Calcium and iron absorption: mechanism of action and nutritional importance.

"We investigated the inhibitory effect of calcium on iron absorption in 57 human subjects. Three studies suggested that the effect is not located in the gastrointestinal tract. The presence of phytate in a meal and formation of calcium-iron-phytate complexes is not a prerequisite for the inhibition. The relative increase in iron absorption by ascorbic acid was the same in meals with and without calcium, suggesting that calcium did not influence the balance between enhancing and inhibiting ligands in the gastrointestinal lumen. No inhibiting effect on iron absorption was seen when adding 3 mg calcium to 0.01 mg iron (molar ratio Ca/Fe = 420). Previous studies showing a marked inhibition by calcium had a lower molar ratio, but greater amounts of calcium were given. This suggests that a minimal concentration of calcium is needed to achieve an effect. The present results indirectly support our original hypothesis that the inhibitory effect of calcium on iron absorption is situated within the intestinal mucosal cells. The practical nutritional implications of the inhibitory effect of calcium are considerable since addition of milk, milkshake or cheese to common meals such as pizza or hamburger meals reduced iron absorption by 50-60%. It is recommended to reduce the intake of dairy products with the main meals providing most of the dietary iron, especially for those having the highest iron requirements i.e. children, teenagers and women at childbearing age."


http://www.ncbi.nlm.nih.gov/pubmed/1984335?ordinalpos=1&itool=EntrezSystem2.P...


Calcium: effect of different amounts on nonheme- and heme-iron absorption in humans.

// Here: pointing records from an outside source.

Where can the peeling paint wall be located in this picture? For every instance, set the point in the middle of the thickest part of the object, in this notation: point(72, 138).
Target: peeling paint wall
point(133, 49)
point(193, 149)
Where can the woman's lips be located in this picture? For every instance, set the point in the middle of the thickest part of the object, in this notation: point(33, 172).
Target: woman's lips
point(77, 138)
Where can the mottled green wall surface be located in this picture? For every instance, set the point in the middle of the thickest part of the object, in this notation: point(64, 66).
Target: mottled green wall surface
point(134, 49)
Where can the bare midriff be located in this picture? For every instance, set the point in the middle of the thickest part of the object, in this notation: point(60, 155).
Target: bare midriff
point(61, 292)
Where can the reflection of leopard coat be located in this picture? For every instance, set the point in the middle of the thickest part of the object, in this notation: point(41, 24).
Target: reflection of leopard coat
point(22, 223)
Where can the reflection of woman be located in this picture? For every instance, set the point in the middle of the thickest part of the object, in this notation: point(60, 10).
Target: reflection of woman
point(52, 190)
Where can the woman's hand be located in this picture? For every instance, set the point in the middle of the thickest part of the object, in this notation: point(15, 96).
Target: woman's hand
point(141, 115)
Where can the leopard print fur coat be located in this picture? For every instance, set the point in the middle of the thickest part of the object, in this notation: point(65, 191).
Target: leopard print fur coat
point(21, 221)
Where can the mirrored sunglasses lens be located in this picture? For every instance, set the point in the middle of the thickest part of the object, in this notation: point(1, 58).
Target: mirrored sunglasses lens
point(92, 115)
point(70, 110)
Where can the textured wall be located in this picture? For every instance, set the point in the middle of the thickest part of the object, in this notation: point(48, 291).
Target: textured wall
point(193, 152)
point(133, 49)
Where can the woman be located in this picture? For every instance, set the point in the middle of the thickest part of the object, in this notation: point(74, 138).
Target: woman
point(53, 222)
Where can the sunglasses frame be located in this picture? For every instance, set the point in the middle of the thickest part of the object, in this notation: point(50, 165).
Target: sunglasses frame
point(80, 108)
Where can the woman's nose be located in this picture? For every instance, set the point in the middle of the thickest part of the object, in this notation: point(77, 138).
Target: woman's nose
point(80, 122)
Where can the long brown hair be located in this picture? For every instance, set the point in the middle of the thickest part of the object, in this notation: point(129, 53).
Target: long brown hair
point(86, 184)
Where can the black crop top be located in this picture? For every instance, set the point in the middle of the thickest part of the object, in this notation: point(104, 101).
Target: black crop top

"We investigated the effect of calcium on iron absorption in 126 human subjects. Addition of calcium chloride to wheat rolls significantly reduced iron absorption. Doses between 40 and 600 mg Ca were studied. The inhibition was clearly dose related up to 300 mg Ca. Calcium added to the dough when making the rolls reduced phytate degradation during fermentation and baking. As little as 40 mg Ca added to 80 g flour reduced phytate degradation by 50%, thus increasing the phytate content of the rolls to levels interfering with iron absorption. Calcium also had a direct dose-related inhibiting effect on iron absorption, noted by adding calcium to the rolls after they had been baked instead of to the dough. Iron absorption was reduced by 50-60% at doses of 300-600 mg Ca. Giving 165 mg Ca as milk, cheese, or calcium chloride reduced absorption by 50-60%. The same amount of calcium also significantly reduced heme-iron absorption, suggesting that the effect of calcium is related to the mucosal transfer of iron. The observed marked inhibitory effect on iron absorption of calcium in amounts frequently encountered in normal meals has important nutritional implications."